I don't know what I'll do. I have this horrible, dark
secret that I am too ashamed to share with any of my loved
ones.
I can't get over my ex boyfriend. No, we aren't talking
about JaC, or CoG, or DeB, not ToF, or MaD, not ShW, not
even MiS. I'm talking about DaD. D. The guy I was with for
almost 3 years and broke up with a year and a half ago.

D was my world. My best friend in the entire world. My
life. My laughter. My love. He was everything to me.

I keep dating all of these losers, each time wishing that
they'll turn out to be The One. I can't get past the
feeling that I've already loved and lost The Only One For
Me. I had him, we had eachother.

Each time those guys I've been with dissapoint me, each
time it ends up with me feeling like such a failure. But
each time I get past it, with ease. Like a breeze. I think
that there is something inside me that tells me no one will
ever compare to D. It's terrible.

Every day I think about calling him, at least once a day I
do. I fall asleep reminiscing about us holding eachither in
that very bed I sleep alone in each night.

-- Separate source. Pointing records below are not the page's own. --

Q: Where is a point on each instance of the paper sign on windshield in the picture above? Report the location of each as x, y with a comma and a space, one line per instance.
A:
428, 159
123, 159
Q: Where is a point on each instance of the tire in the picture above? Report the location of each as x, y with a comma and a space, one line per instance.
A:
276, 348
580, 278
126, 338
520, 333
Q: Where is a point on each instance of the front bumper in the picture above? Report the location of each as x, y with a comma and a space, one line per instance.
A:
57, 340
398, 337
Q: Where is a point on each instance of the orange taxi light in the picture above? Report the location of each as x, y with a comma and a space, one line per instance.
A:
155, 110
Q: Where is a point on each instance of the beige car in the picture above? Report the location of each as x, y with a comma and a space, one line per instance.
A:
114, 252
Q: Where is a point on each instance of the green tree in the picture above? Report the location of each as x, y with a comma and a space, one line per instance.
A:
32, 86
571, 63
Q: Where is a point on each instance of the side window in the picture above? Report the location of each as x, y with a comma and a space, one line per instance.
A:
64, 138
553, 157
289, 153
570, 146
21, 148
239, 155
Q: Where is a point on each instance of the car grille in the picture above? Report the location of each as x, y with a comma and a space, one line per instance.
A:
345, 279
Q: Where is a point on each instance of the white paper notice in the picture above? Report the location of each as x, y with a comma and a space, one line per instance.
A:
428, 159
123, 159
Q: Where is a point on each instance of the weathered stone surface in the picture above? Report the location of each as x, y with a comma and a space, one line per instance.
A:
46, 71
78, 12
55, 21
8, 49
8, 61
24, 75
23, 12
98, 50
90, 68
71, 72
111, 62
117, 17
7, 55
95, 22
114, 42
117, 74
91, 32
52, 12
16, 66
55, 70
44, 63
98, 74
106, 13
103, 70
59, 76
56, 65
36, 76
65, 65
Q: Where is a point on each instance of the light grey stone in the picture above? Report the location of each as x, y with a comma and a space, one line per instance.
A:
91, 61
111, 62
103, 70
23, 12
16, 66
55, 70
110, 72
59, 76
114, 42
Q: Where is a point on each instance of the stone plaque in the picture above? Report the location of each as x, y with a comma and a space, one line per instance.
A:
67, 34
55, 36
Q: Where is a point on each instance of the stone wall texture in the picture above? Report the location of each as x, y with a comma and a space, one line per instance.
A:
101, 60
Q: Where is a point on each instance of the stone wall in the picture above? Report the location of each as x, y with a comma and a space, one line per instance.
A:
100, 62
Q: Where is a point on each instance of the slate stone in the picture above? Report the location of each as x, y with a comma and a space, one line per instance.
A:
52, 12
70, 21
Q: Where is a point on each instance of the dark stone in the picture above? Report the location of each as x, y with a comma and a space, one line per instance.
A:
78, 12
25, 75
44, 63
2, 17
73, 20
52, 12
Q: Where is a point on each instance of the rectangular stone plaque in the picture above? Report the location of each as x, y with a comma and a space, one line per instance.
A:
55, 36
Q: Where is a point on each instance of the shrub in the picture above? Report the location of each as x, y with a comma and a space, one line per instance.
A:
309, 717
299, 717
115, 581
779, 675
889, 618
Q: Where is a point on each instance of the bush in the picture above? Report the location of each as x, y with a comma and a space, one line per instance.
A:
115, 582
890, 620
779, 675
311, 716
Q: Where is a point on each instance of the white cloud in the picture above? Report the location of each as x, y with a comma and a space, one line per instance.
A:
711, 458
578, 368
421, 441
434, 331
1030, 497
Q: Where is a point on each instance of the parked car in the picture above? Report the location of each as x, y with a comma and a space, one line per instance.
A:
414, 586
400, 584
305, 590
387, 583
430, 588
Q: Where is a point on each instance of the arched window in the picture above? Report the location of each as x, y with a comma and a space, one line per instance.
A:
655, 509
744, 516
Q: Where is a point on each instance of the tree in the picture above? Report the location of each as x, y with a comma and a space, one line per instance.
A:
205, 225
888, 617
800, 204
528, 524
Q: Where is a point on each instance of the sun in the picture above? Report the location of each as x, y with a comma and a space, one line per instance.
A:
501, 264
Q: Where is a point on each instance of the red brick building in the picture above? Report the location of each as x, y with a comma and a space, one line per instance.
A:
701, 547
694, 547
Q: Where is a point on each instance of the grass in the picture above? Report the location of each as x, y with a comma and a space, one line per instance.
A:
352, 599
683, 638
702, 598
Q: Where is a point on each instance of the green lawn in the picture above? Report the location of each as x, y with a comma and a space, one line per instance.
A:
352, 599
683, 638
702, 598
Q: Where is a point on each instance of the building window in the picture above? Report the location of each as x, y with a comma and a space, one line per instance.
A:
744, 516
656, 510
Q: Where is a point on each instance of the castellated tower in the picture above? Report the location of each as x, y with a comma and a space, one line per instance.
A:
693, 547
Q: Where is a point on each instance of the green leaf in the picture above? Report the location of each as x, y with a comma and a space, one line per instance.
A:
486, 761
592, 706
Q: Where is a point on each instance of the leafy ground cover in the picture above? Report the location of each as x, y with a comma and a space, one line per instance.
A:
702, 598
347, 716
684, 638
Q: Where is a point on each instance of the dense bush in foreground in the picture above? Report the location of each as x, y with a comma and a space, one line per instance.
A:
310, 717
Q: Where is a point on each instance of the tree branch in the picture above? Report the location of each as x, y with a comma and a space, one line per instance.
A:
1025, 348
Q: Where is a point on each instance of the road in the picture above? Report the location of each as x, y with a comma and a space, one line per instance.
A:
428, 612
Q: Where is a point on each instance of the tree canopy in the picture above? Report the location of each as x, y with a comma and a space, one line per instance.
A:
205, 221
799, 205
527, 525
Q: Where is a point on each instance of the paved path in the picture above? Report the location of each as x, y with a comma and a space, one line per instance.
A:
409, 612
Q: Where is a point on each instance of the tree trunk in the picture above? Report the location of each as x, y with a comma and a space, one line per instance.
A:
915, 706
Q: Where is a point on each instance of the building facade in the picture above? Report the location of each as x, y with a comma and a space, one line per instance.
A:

I wish he hadn't kissed me. Hadn't told me that he still
had my pictures by his bed. I'm evil. I bask in the glory
of him treating KrW, a friend of mine he dated months after
we broke up, so badly. I fantasize about the way he must
treat his current girlfriend, someone he swore he could't
say he loved to because it was nothing like the way things
were with us. Why did he tell me that???? Just to torture
me?? Or was it true. If so, why is he still with her
(because as far as I know, he is)

I keep imagining myself calling him up, on Christmas or
something, just to see how he is these days. In my
imagination, he'll tell me how much he misses me & we'll
meet somewhere for coffee, like old times....and end up
back together.....happy, forever. It's depressing, because
I'll never have the courage and besides, I'm not going to
be a "homewrecker". I feel weird enough knowing that he
kissed me & let me fall asleep in his arms........seeing as
he had a girlfriend at the time.

But GAWD it felt so good that night, I've never ever felt
this way about any one. Ever. And I don't know if I'll
ever feel this way about anyone else again!!!!
How depressing!

I see it this way...either I'm a sick puppy and I need
professional help because I can't rid myself of these
feelings, or maybe I'm right. Isn't it true that you JUST
KNOW when you've met The One?? I can't tell you how many
people I've heared say this.

Oh, what to do......geez......I love that boy.